Handy Everyday Buttons

  • SautĂŠ
    • Lets you brown meat, soften onions, or simmer sauce directly in the pot before or after pressure cooking.
* Adjust between low/normal/high (“Less/Normal/More”) with repeated presses and add a little oil so food doesn’t stick.
  • Keep Warm
    • Automatically turns on after most programs, holding food at serving temperature until you are ready.
  • Other presets (Rice, Soup, Meat/Stew, etc.)
    • These are just pre‑programmed pressure/time settings; most experienced users mainly rely on Pressure Cook plus a trusted recipe.
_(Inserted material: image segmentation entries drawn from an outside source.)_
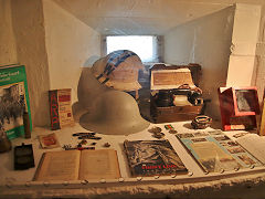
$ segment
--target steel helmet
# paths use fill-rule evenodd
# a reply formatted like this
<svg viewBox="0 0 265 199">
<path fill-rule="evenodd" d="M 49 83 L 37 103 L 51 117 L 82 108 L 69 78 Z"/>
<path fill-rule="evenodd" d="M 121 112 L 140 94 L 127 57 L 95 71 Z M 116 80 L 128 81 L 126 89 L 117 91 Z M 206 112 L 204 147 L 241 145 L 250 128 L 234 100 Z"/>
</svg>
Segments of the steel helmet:
<svg viewBox="0 0 265 199">
<path fill-rule="evenodd" d="M 118 50 L 97 60 L 92 66 L 92 73 L 102 84 L 129 92 L 141 88 L 138 83 L 140 69 L 144 69 L 144 65 L 136 53 Z"/>
<path fill-rule="evenodd" d="M 126 92 L 109 88 L 98 95 L 89 113 L 80 118 L 82 127 L 102 134 L 128 135 L 149 126 L 135 98 Z"/>
</svg>

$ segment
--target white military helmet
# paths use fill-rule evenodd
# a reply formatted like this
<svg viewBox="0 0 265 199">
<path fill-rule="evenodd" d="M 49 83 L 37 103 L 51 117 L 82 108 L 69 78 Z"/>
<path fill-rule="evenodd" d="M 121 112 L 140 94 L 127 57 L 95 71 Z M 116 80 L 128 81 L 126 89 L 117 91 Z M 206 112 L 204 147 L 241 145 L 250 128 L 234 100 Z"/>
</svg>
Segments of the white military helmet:
<svg viewBox="0 0 265 199">
<path fill-rule="evenodd" d="M 129 135 L 149 126 L 129 94 L 109 88 L 98 95 L 89 113 L 80 118 L 82 127 L 108 135 Z"/>
<path fill-rule="evenodd" d="M 140 69 L 144 69 L 144 65 L 136 53 L 118 50 L 97 60 L 92 66 L 92 73 L 102 84 L 129 92 L 141 88 L 138 83 Z"/>
</svg>

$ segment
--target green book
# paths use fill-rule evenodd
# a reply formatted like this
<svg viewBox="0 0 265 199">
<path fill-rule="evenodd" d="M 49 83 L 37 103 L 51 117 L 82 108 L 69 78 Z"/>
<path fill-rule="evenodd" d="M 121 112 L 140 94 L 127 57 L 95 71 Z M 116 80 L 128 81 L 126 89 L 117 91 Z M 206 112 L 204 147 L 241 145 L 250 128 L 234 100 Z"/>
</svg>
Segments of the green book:
<svg viewBox="0 0 265 199">
<path fill-rule="evenodd" d="M 29 113 L 32 130 L 30 98 L 24 65 L 0 66 L 0 127 L 9 139 L 24 136 L 23 113 Z"/>
</svg>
Newbie Tips from Real‑World Users

  • Start with very simple recipes like hard‑boiled eggs, rice, chili, or pulled pork to learn how your specific model behaves.
  • Expect a learning curve: many Instant Pot owners on forums say the panel looks overwhelming at first, but they gained confidence by repeating a few easy dishes.
  • Always check a recipe written for your pot size and model (Duo, Ultra, etc.) since features and default settings can differ.

TL;DR: For “how to use an Instant Pot,” think: inner pot in, food plus liquid, lid locked, valve on sealing, set Pressure Cook , wait for it to pressurize, then use the right steam release and open the lid away from you.

Information gathered from public forums or data available on the internet and portrayed here.